友成も奈津美さんも蒼太の過去を知っても蒼太を友達と呼ぶ、もちろん俺もだ、人は誰でも話したくない過去を持つものだ、それは別に恥じる事じゃない、大事なのはそれとどう向き合えるかという事だと思う


『 なんなのお前ら? いじめっ子を友達だって言ってんの、自殺にまで追い込むなんてそんなの人殺しとおんなじじゃん。』


馬鹿にした口調で友成達を非難する有森、友成が燃えるような目つきで有森に迫ろうとするがその時


『 ・・・違う、蒼太は・・・人殺しなんかじゃない・・・何も・・・何も知らないくせに・・・勝手な事言わないでっ!! 』


彩花はそれだけ叫ぶと教室を飛び出した、友成や奈津美さんも慌てて後を追う、俺も続こうとするがその前に有森に一言いわずにはいられなかった


『 有森、そんなに蒼太の過去が知りたかったのか? 別に人の過去に興味を持つのは悪い事じゃないけど過去にもいろいろあるだろ、彩花を傷つけてまで過去を知る権利なんて他人のお前にはないはずだ。
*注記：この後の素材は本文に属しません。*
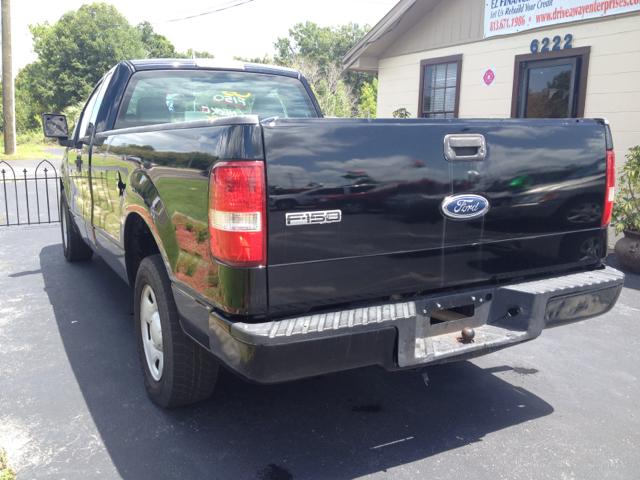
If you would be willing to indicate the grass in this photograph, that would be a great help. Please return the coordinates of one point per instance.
(5, 472)
(188, 196)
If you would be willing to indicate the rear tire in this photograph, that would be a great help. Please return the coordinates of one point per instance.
(177, 371)
(73, 246)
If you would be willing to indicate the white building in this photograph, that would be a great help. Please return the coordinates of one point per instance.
(489, 59)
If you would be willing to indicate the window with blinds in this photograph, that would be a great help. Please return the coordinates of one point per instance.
(440, 87)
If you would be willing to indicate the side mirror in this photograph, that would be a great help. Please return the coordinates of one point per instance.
(55, 126)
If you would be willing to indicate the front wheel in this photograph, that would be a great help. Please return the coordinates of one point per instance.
(177, 371)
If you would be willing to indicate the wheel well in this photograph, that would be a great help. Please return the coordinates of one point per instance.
(138, 243)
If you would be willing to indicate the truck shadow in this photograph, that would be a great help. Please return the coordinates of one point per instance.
(339, 426)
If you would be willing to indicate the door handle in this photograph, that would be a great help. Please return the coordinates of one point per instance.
(465, 147)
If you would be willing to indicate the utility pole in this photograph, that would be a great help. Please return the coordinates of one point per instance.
(8, 103)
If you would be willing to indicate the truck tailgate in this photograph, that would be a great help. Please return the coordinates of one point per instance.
(544, 181)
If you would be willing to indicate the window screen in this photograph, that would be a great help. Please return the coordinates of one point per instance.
(177, 96)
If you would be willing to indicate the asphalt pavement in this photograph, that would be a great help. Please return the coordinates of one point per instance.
(73, 405)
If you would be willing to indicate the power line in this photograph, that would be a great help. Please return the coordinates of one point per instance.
(234, 4)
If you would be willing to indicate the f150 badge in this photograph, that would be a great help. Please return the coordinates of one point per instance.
(308, 218)
(464, 207)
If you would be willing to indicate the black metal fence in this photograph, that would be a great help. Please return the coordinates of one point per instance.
(29, 197)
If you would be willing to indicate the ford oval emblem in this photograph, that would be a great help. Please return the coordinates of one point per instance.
(464, 207)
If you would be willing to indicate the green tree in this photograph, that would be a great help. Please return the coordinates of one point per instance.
(325, 45)
(266, 60)
(76, 51)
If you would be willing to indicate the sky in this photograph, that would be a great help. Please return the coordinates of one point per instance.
(248, 30)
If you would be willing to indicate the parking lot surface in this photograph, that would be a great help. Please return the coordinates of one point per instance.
(73, 405)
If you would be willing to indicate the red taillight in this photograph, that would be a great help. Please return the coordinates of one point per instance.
(610, 192)
(237, 213)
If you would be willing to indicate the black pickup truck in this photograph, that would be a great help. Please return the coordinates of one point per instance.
(261, 236)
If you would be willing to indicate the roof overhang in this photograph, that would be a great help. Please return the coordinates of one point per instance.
(364, 55)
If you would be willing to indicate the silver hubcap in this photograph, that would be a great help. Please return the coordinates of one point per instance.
(151, 332)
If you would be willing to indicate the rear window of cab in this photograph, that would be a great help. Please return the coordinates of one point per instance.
(154, 97)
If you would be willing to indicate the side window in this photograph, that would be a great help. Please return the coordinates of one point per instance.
(92, 108)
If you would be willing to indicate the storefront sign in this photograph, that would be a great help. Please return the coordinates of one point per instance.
(502, 17)
(489, 77)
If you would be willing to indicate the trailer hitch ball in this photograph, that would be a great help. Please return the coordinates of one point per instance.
(513, 311)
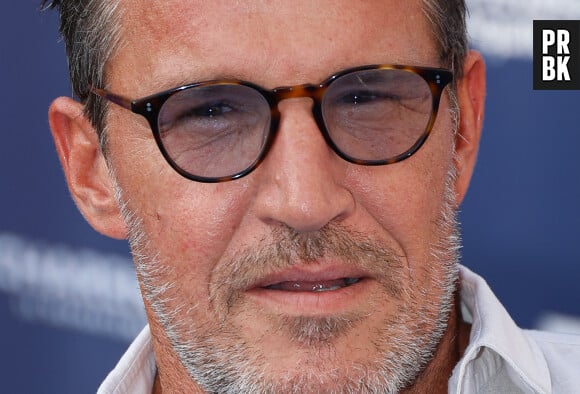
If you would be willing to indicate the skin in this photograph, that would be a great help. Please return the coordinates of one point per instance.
(195, 229)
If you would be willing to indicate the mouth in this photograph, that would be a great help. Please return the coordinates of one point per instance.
(316, 286)
(313, 290)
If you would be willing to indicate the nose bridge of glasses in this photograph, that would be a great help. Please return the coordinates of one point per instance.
(315, 92)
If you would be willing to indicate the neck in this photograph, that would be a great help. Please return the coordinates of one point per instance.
(435, 377)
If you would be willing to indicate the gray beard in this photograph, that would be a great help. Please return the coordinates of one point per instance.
(219, 359)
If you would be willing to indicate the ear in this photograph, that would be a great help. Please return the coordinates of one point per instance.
(85, 167)
(471, 97)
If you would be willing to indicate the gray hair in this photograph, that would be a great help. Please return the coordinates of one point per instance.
(90, 29)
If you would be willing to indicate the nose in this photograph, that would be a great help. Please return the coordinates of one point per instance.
(302, 183)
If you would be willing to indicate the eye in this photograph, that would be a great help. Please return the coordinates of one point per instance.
(207, 111)
(366, 97)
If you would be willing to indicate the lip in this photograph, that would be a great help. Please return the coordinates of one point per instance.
(311, 273)
(311, 303)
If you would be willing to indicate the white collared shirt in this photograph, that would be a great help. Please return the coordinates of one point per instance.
(500, 357)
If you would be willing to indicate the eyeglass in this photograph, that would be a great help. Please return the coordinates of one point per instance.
(221, 130)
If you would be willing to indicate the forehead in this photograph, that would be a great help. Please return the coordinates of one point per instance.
(272, 43)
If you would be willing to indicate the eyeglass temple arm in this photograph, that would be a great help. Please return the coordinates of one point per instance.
(114, 98)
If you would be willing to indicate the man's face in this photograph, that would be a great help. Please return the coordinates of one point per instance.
(310, 270)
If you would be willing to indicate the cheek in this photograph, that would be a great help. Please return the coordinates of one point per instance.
(404, 200)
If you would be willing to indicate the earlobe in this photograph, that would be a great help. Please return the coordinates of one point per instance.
(85, 167)
(471, 98)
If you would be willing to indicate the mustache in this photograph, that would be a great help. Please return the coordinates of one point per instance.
(287, 248)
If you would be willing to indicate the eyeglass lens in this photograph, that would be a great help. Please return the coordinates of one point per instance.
(219, 130)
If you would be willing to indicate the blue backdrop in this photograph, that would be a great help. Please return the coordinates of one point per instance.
(68, 301)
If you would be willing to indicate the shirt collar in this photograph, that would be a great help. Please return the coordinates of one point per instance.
(494, 340)
(135, 371)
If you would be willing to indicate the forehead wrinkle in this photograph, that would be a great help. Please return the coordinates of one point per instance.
(278, 37)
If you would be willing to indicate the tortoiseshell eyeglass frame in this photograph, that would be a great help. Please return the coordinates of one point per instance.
(150, 106)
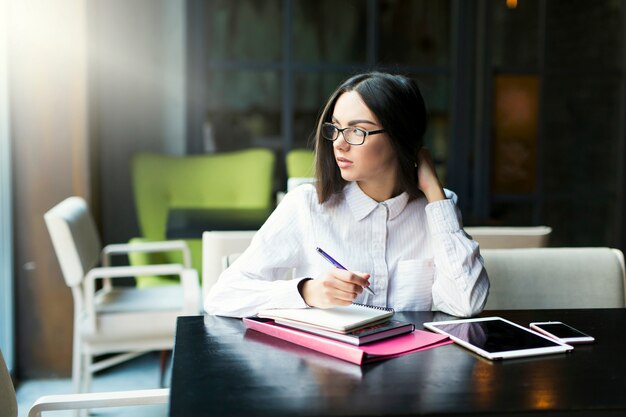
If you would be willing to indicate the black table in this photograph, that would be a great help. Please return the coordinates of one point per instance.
(220, 369)
(189, 223)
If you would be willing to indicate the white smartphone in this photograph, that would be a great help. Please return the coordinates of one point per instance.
(561, 331)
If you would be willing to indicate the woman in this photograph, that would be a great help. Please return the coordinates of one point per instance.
(378, 208)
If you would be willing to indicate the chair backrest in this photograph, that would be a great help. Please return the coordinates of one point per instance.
(215, 246)
(8, 402)
(300, 163)
(241, 179)
(510, 237)
(75, 238)
(552, 278)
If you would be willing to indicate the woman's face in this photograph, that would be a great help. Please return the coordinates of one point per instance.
(373, 164)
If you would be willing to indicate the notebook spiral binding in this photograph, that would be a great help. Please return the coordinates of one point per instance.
(374, 307)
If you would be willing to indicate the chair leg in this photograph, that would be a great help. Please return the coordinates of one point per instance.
(163, 367)
(165, 355)
(77, 365)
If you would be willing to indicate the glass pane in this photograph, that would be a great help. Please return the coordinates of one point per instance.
(243, 110)
(581, 136)
(414, 32)
(511, 214)
(436, 93)
(330, 31)
(515, 124)
(515, 33)
(311, 90)
(244, 30)
(583, 33)
(588, 222)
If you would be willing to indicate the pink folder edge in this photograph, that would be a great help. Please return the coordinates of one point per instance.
(384, 349)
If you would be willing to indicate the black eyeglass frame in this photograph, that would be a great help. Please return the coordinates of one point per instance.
(339, 130)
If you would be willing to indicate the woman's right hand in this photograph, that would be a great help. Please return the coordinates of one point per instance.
(337, 287)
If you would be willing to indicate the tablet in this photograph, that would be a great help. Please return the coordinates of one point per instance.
(497, 338)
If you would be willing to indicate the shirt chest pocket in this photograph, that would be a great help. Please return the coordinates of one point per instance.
(414, 282)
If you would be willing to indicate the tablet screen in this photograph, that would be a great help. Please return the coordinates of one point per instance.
(494, 337)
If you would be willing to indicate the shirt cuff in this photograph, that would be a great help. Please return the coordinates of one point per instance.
(290, 297)
(442, 217)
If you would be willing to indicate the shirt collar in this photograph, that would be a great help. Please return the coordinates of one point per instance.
(362, 205)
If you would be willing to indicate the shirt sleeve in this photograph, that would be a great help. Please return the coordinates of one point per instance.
(461, 284)
(262, 277)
』


そう言って俺も教室を出た、すぐに廊下で友成と奈津美さんに追いつく、肝心の彩花は見えないが・・・どこに行ったんだよ!


『 トモ、奈津美さん、彩花はどこ行ったんだ!? 』


『 ああ、貴志くん、すみません、彩花さん、あまりにも早くて・・・見失ってしまいました。』


『 さっきから携帯に電話してるけど出ないんだ、でも学校からは出てないはずだ、まだ校門には教師がいるからな、ちくしょう! どこにいるんだよ!! 』


学校のどこかにはいるんだな? もうすぐ授業が始まるからきっと人目につかない場所にいるかもしれない


『 とにかく探そうぜ、多分目立たない場所にいると思うからそういう場所を中心に探していこう。』


俺の提案に友成も奈津美さんも賛同する、女子トイレや図書室、体育館の倉庫などを探したが彩花は見つからなかった、携帯にも出ない、もう授業も始まっている、もしかしたらもう学校から出てるかも・・・今度は校舎裏のさびれた場所に来てみるとそこには


『 まあっ、いましたわ! 彩花さんっ!! 』


彩花が1人寂しく立ち尽くしていた、彩花も俺達に気づくが逃げようとはしない、とにかく彩花と話をしてみよう、蒼太も彩花も俺の仲間なんだから・・・。